Throwing HttpExceptions
The simplest “filter” is just throwing the right error. Nest provides one class per common status code.
import {
BadRequestException, NotFoundException, ConflictException,
} from '@nestjs/common';
async findOne(id: string) {
const user = await this.repo.findById(id);
if (!user) throw new NotFoundException(`user ${id} not found`);
return user;
}
async create(dto: CreateUserDto) {
if (await this.repo.findByEmail(dto.email)) {
throw new ConflictException('email already in use');
}
return this.repo.save(dto);
} The full set includes BadRequestException, UnauthorizedException,
ForbiddenException, NotFoundException, ConflictException,
UnprocessableEntityException, and InternalServerErrorException. Each
maps to its HTTP status.
Writing a Custom Filter
Implement ExceptionFilter and use @Catch() to declare which exceptions
the filter handles. Leave the parens empty to catch everything.
import {
ArgumentsHost, Catch, ExceptionFilter, HttpException, HttpStatus,
} from '@nestjs/common';
@Catch()
export class AllExceptionsFilter implements ExceptionFilter {
catch(exception: unknown, host: ArgumentsHost) {
const ctx = host.switchToHttp();
const res = ctx.getResponse();
const req = ctx.getRequest();
const status =
exception instanceof HttpException
? exception.getStatus()
: HttpStatus.INTERNAL_SERVER_ERROR;
res.status(status).json({
statusCode: status,
path: req.url,
timestamp: new Date().toISOString(),
message:
exception instanceof HttpException
? exception.getResponse()
: 'internal server error',
});
}
} Wire it globally so every unhandled error follows the format:
// main.ts
app.useGlobalFilters(new AllExceptionsFilter()); Catching Specific Errors
Pass exception classes to @Catch() to narrow scope. Useful for translating
domain-specific errors into HTTP responses.

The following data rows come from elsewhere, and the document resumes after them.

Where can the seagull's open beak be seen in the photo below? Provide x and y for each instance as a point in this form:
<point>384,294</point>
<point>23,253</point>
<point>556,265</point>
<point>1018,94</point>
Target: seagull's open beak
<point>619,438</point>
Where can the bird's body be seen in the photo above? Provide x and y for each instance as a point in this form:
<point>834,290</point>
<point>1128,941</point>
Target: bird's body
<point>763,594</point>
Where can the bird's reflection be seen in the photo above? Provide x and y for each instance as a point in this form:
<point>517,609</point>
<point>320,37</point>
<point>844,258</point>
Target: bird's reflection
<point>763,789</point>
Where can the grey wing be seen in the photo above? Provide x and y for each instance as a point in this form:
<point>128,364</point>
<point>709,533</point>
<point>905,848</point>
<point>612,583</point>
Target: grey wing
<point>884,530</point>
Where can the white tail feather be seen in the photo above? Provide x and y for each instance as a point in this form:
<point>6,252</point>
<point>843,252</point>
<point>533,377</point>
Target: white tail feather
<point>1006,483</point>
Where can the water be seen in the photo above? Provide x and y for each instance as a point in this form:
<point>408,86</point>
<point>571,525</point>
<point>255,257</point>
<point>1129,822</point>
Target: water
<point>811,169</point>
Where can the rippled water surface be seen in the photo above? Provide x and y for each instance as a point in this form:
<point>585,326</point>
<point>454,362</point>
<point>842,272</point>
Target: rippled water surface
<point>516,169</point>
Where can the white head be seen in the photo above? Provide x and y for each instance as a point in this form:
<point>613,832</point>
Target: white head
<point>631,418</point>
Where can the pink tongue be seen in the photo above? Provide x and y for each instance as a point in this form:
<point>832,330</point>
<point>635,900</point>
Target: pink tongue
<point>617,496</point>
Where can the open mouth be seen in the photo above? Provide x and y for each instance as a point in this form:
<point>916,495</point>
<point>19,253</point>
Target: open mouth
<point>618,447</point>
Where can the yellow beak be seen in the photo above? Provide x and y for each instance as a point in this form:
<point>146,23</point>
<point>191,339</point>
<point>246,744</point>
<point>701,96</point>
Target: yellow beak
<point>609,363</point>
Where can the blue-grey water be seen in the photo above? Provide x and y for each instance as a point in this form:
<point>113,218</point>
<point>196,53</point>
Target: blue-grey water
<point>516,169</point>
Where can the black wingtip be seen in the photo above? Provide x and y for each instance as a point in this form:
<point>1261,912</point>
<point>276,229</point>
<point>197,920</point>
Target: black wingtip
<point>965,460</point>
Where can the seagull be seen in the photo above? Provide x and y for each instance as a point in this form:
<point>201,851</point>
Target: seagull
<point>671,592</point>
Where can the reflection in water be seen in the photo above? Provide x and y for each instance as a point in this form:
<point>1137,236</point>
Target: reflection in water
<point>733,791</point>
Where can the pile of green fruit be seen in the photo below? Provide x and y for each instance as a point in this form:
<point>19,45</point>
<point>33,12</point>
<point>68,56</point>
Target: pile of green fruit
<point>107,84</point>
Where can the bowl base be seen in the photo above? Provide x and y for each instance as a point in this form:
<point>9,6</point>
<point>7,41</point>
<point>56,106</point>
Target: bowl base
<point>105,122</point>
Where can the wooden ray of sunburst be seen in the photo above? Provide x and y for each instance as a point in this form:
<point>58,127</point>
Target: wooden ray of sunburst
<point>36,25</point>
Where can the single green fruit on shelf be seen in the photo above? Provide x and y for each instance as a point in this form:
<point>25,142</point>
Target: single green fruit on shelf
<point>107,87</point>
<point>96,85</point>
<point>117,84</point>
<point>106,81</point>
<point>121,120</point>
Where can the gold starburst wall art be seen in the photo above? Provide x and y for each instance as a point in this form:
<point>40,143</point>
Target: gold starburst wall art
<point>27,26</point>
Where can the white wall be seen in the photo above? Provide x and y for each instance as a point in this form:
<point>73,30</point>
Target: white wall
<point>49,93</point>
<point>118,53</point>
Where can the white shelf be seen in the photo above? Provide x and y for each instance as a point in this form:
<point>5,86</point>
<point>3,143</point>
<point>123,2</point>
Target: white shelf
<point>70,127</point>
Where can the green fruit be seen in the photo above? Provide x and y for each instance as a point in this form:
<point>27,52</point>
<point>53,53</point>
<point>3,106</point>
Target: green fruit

@Catch(PrismaClientKnownRequestError)
export class PrismaExceptionFilter implements ExceptionFilter {
catch(err: PrismaClientKnownRequestError, host: ArgumentsHost) {
const res = host.switchToHttp().getResponse();
if (err.code === 'P2002') {
return res.status(409).json({ message: 'unique constraint failed' });
}
return res.status(500).json({ message: 'database error' });
}
} Apply it on a controller, method, or globally — same options as guards and interceptors.
Filter Order
If multiple filters could handle an exception, the most specific controller-level filter wins, falling back to module-level then global. That lets a feature override the global format for its own routes.
What Makes a Good Error Response
A few practices worth adopting early:
- One envelope shape across the whole API.
statusCodeandpathalways present for log correlation.- No stack traces in production — log them server-side, surface a
requestIdto the client. - Map domain errors near the boundary, not deep in business logic.